E isso não pode ser, disse a si mesma. Quando Robert era tratado com rudeza costumava ter ataques de tremores.
— Tem fome, senhor? — perguntou ao pequeno lorde. — Quer que mande Maddy até lá embaixo para te trazer bagas com creme, ou um pouco de pão quente com manteiga? — Tarde demais, lembrou-se de que não havia pão quente; as cozinhas estavam fechadas, os fornos frios. Se isso tirar Robert da cama, poderá valer a pena o incómodo de acender um fogo, disse a si mesma.
— Não quero comida — disse o pequeno lorde, numa voz esganiçada e petulante. — Hoje vou ficar na cama. Poderia ler para mim, se quiser.
— Aqui está escuro demais para ler. — As pesadas cortinas que cobriam as janelas tornavam o quarto negro como a noite. — O meu pisco-doce esqueceu-se de que dia é hoje?
— Não — disse — mas não vou. Quero ficar na cama. Podia me ler histórias do Cavaleiro Alado.
O Cavaleiro Alado era Sor Artys Arryn. A lenda rezava que ele expulsara os Primeiros Homens do Vale e voara até ao topo da Lança do Gigante sobre o dorso de um enorme falcão para matar o Rei Grifo. Havia uma centena de histórias sobre as suas aventuras. O pequeno Robert conhecia-as a todas tão bem que as poderia recitar de memória, mas mesmo assim gostava que lessem para ele.
— Querido, nós temos de ir — disse ela ao rapaz — mas eu prometo, quando chegarmos aos Portões da Lua leio duas histórias do Cavaleiro Alado.
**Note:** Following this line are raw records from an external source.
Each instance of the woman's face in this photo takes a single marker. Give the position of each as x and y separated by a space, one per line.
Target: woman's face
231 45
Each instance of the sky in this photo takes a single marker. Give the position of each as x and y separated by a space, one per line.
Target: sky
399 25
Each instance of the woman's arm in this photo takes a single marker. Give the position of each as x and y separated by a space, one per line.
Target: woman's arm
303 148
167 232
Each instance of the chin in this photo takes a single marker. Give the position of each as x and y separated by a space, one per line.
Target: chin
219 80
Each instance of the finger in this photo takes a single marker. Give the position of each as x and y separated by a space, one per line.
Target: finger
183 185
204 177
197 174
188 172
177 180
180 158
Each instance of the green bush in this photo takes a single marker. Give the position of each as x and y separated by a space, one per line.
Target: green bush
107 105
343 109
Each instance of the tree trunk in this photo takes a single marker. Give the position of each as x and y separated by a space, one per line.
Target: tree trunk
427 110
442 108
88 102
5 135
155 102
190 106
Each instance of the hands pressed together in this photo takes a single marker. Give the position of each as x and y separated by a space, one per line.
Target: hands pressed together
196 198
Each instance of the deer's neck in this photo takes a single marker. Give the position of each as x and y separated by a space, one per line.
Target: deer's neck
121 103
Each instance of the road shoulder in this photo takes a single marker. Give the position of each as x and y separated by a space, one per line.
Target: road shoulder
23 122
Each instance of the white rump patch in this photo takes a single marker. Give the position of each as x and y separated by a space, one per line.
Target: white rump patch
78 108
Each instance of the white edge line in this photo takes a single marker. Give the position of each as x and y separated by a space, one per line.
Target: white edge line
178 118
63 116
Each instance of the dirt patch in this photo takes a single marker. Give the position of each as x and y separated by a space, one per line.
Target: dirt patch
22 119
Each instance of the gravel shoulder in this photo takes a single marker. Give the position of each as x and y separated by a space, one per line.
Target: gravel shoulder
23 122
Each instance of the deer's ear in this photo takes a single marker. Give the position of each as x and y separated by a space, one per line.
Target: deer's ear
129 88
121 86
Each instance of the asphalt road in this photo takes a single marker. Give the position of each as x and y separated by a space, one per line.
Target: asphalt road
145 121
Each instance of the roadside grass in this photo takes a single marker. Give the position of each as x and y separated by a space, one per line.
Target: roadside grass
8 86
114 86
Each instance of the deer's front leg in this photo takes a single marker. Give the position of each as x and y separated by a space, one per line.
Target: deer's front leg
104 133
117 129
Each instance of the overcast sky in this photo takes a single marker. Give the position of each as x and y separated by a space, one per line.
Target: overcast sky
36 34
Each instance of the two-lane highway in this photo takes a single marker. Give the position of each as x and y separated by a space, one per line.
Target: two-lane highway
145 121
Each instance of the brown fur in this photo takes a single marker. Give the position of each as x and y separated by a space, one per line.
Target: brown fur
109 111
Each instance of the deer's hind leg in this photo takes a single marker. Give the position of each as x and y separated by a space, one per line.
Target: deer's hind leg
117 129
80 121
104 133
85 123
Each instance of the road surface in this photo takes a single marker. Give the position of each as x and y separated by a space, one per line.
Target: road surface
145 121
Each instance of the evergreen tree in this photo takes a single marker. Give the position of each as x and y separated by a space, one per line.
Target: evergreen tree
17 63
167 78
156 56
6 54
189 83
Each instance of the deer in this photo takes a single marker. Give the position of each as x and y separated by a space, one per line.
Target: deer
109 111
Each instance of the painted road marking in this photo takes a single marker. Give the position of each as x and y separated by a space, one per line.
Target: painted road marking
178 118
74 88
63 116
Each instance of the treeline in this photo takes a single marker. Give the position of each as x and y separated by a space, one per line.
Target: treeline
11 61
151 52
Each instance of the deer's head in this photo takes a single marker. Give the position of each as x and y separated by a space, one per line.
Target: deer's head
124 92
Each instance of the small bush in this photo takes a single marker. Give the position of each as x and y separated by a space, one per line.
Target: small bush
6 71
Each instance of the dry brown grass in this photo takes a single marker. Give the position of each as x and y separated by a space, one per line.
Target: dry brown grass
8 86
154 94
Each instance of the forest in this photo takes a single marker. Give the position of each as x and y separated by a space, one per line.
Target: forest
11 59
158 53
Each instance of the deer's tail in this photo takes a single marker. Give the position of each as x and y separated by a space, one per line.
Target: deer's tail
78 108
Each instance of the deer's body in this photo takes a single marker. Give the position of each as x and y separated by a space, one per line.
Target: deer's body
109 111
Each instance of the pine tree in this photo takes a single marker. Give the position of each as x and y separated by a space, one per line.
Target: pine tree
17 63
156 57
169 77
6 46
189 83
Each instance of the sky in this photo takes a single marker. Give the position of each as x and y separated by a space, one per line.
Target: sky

— Três — disse ele de imediato. Independentemente do que lhe era oferecido, Robert queria sempre mais.
— Três — concordou ela. — Posso deixar entrar um pouco de sol?
— Não. A luz magoa-me os olhos. Vem para a cama, Alayne.
Ela foi na mesma até às janelas, contornando o penico partido. Conseguia cheirá-lo melhor do que o via.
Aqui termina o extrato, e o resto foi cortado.